On découvrit d’abord les deux théâtres, ensuite le temple d’Isis et celui d’Esculape, la maison de campagne d’Arrius Diomédès, et plusieurs tombeaux. Durant le temps que Naples fut gouverné par un roi sorti des rangs de l’armée françoise, les murailles de la ville, la rue des tombeaux, plusieurs vues de l’intérieur de la ville, la basilique, l’amphithéâtre et le forum furent découverts. Le roi de Naples a fait continuer les travaux ; et comme les fouilles sont conduites avec beaucoup de régularité et se font dans le louable dessein de découvrir la ville plutôt que de chercher des trésors enfouis, chaque jour ajoute aux connoissances déjà acquises sur cet objet, si intéressant et presque inépuisable.

La ville de Pompéi, située à peu près à quatorze milles au sud-est de Naples, étoit bâtie en partie sur une éminence qui dominoit une plaine fertile, et qui s’est considérablement accrue par l’immense quantité de matières volcaniques dont le Vésuve l’a recouverte. Les murailles de la ville et les murs de ses édifices ont retenu dans leur enceinte toutes les matières que le volcan y vomissoit, et empêché les pluies de les emporter ; de sorte que l’étendue de ces constructions est très-distinctement marquée par le monticule qu’ont formé l’amas des pierres ponces et l’accumulation graduelle de terre végétale qui le couvrent.

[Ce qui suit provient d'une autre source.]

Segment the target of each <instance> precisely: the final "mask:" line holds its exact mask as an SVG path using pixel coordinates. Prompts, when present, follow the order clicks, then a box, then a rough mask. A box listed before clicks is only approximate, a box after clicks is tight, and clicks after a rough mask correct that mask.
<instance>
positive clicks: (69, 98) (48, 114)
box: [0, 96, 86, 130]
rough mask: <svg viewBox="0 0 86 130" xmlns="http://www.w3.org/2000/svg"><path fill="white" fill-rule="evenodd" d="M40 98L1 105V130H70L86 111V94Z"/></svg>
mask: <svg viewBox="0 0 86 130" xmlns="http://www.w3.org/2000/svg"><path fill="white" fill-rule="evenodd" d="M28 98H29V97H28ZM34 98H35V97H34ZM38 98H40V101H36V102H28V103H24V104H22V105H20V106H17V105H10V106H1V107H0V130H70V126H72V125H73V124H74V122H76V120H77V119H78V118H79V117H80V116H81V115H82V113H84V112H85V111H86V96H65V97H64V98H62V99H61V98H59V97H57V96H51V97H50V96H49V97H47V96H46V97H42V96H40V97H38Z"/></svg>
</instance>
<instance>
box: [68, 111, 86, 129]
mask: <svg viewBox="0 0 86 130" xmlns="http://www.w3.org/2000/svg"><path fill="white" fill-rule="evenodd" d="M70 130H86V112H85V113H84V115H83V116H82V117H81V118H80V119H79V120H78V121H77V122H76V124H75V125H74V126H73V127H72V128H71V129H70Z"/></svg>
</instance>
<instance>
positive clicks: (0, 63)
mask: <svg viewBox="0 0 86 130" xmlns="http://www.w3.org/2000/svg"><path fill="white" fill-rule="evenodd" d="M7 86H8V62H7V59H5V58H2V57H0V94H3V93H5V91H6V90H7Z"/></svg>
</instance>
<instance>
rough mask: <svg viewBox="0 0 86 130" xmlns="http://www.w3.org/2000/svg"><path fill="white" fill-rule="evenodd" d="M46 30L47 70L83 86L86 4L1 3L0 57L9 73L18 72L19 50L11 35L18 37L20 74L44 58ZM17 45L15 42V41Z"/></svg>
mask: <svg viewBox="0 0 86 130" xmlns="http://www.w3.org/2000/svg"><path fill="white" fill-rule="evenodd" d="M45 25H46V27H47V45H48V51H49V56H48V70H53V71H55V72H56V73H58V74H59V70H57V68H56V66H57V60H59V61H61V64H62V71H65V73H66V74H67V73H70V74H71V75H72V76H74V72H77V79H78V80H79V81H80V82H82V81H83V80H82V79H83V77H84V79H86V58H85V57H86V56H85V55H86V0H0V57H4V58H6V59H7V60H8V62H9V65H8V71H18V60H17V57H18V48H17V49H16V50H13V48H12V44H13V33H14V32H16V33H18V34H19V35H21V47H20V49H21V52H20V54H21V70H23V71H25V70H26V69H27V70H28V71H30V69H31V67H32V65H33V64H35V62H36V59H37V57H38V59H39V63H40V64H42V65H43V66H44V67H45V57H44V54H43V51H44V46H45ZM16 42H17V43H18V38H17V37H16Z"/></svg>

L’éminence sur laquelle Pompéi fut bâtie doit avoir été formée à une époque très-reculée ; elle est composée de produits volcaniques vomis par le Vésuve.

On a conjecturé que la mer avoit autrefois baigné les murs de Pompéi, et qu’elle venoit jusqu’à l’endroit où passe aujourd’hui le chemin de Salerne. Strabon dit en effet que cette ville servoit d’arsenal maritime à plusieurs villes de la Campanie, ajoutant qu’elle est près du Sarno, fleuve sur lequel les marchandises peuvent descendre et remonter.

Plusieurs faits que l’on observe à Pompéi sembleroient incompréhensibles si l’on ne se rappeloit pas que la destruction de cette ville a été l’ouvrage de deux catastrophes distinctes : l’une en l’an 63 de J.-C., par un tremblement de terre ; l’autre, seize ans plus tard, par une éruption du Vésuve. Ses habitants commençoient à réparer les dommages causés par la première, lorsque les signes précurseurs de la seconde les forcèrent d’abandonner un lieu qui ne tarda pas à être enseveli sous un déluge de cendres et de matières volcaniques.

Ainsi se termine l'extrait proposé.